The minister stated that “the first case of AIDS in Nigeria was reported in 1986. Since then, the epidemic has grown steadily from 1.8 per cent in 1991 to 3.8 per cent in 1993, 4.5 per cent in 1995, 5.4 per cent in 1999 and peaked at 5.8 per cent in 2001.

“The prevalence began a gradual reduction from 5.8 per cent to five per cent in 2003, this decline continued to 4.4 per cent in 2005, 4.6 per cent in 2008 and 4.1 per cent in 2010. By 2014 the HIV prevalence rate was three per cent.

“HIV/AIDS remains a significant public health crisis that is being confronted by the world today particularly in the African continent. The disease is further complicated by socioeconomic and cultural factors as well as the weak health system.

“To this end, its defeat requires high level political commitment, vision and leadership, quality epidemiologic data and strategic interventions.

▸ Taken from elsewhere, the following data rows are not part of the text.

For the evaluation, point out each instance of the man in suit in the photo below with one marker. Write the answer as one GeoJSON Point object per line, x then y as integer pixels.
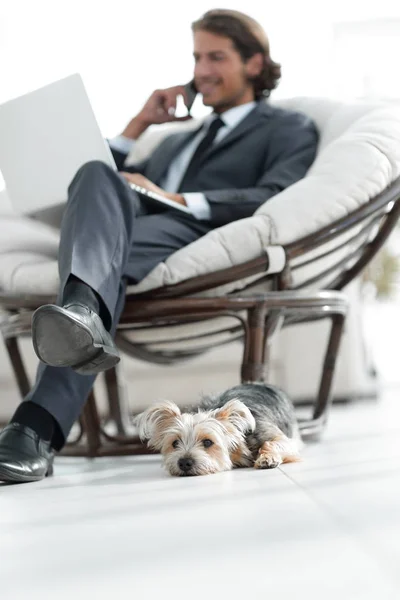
{"type": "Point", "coordinates": [245, 152]}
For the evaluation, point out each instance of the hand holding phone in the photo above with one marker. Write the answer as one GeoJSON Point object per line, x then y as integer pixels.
{"type": "Point", "coordinates": [161, 108]}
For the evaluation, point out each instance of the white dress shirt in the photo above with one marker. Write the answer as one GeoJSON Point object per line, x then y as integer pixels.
{"type": "Point", "coordinates": [196, 201]}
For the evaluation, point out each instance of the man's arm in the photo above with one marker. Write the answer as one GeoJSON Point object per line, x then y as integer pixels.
{"type": "Point", "coordinates": [292, 150]}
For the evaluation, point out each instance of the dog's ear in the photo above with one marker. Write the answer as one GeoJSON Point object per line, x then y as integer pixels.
{"type": "Point", "coordinates": [153, 422]}
{"type": "Point", "coordinates": [237, 414]}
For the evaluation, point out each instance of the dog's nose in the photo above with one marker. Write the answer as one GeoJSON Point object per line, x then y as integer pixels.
{"type": "Point", "coordinates": [185, 464]}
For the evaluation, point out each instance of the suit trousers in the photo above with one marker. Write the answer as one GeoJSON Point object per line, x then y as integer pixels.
{"type": "Point", "coordinates": [108, 238]}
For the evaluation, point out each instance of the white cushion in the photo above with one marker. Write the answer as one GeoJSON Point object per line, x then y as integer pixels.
{"type": "Point", "coordinates": [358, 157]}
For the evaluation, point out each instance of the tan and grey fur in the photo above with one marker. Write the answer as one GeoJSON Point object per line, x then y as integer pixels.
{"type": "Point", "coordinates": [247, 425]}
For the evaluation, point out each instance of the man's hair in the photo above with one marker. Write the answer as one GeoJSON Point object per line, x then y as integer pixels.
{"type": "Point", "coordinates": [248, 38]}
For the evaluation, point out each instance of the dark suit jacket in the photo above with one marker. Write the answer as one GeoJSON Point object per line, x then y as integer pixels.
{"type": "Point", "coordinates": [269, 150]}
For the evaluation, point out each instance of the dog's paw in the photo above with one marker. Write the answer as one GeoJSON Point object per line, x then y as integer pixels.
{"type": "Point", "coordinates": [268, 461]}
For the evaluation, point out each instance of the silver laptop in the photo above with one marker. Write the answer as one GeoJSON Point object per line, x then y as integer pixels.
{"type": "Point", "coordinates": [46, 136]}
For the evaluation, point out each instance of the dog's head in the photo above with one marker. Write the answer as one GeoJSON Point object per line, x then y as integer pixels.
{"type": "Point", "coordinates": [195, 443]}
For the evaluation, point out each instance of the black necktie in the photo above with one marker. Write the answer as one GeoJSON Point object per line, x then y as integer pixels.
{"type": "Point", "coordinates": [193, 166]}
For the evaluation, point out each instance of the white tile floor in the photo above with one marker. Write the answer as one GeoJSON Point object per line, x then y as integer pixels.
{"type": "Point", "coordinates": [326, 528]}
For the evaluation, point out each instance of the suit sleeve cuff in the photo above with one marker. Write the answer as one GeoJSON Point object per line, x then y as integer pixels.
{"type": "Point", "coordinates": [121, 143]}
{"type": "Point", "coordinates": [198, 205]}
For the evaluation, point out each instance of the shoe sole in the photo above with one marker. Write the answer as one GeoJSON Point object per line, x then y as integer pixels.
{"type": "Point", "coordinates": [60, 340]}
{"type": "Point", "coordinates": [8, 476]}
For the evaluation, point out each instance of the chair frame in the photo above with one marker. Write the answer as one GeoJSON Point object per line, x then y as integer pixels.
{"type": "Point", "coordinates": [266, 313]}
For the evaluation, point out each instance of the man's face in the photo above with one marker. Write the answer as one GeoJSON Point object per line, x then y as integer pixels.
{"type": "Point", "coordinates": [220, 74]}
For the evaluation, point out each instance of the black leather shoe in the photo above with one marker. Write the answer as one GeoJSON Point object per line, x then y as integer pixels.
{"type": "Point", "coordinates": [24, 456]}
{"type": "Point", "coordinates": [73, 336]}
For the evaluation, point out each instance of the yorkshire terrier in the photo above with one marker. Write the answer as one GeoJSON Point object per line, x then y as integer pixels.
{"type": "Point", "coordinates": [248, 425]}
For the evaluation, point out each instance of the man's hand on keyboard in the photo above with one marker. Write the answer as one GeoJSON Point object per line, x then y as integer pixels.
{"type": "Point", "coordinates": [142, 181]}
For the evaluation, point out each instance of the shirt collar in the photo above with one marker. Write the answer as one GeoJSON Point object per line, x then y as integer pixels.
{"type": "Point", "coordinates": [233, 116]}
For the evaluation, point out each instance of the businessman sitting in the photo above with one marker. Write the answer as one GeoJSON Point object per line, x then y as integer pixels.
{"type": "Point", "coordinates": [244, 153]}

NAIIS, he said, was planned and implemented by the Federal Ministry of Health in collaboration with NACA, PEPFAR/US CDC and Global Fund.

In his remarks, the Director-General of the National Agency for the Control of AIDS (NACA), Sani Aliyu, said the HIV/AIDs Indicator and Impact Survey (NAIIS) indicateed that about 1.9 million Nigerians are presently living with the disease.

He said the South-south zone of the country has the highest HIV prevalence, at 3.1 per cent among those aged 15–49 years. HIV prevalence among the same age group in the North-central zone is two per cent, and in the South-east zone (1.9 per cent).

The prevalence is lower in the South-west zone (1.1 per cent), the North East zone (1.1 per cent) and the North-west zone (0.6 per cent).

Aliyu said it was important for all people living with HIV to get treatment and achieve viral suppression. He said the government and its partners would support people who are HIV-positive, “to provide treatment, to protect their families and to help people live long and healthy lives.”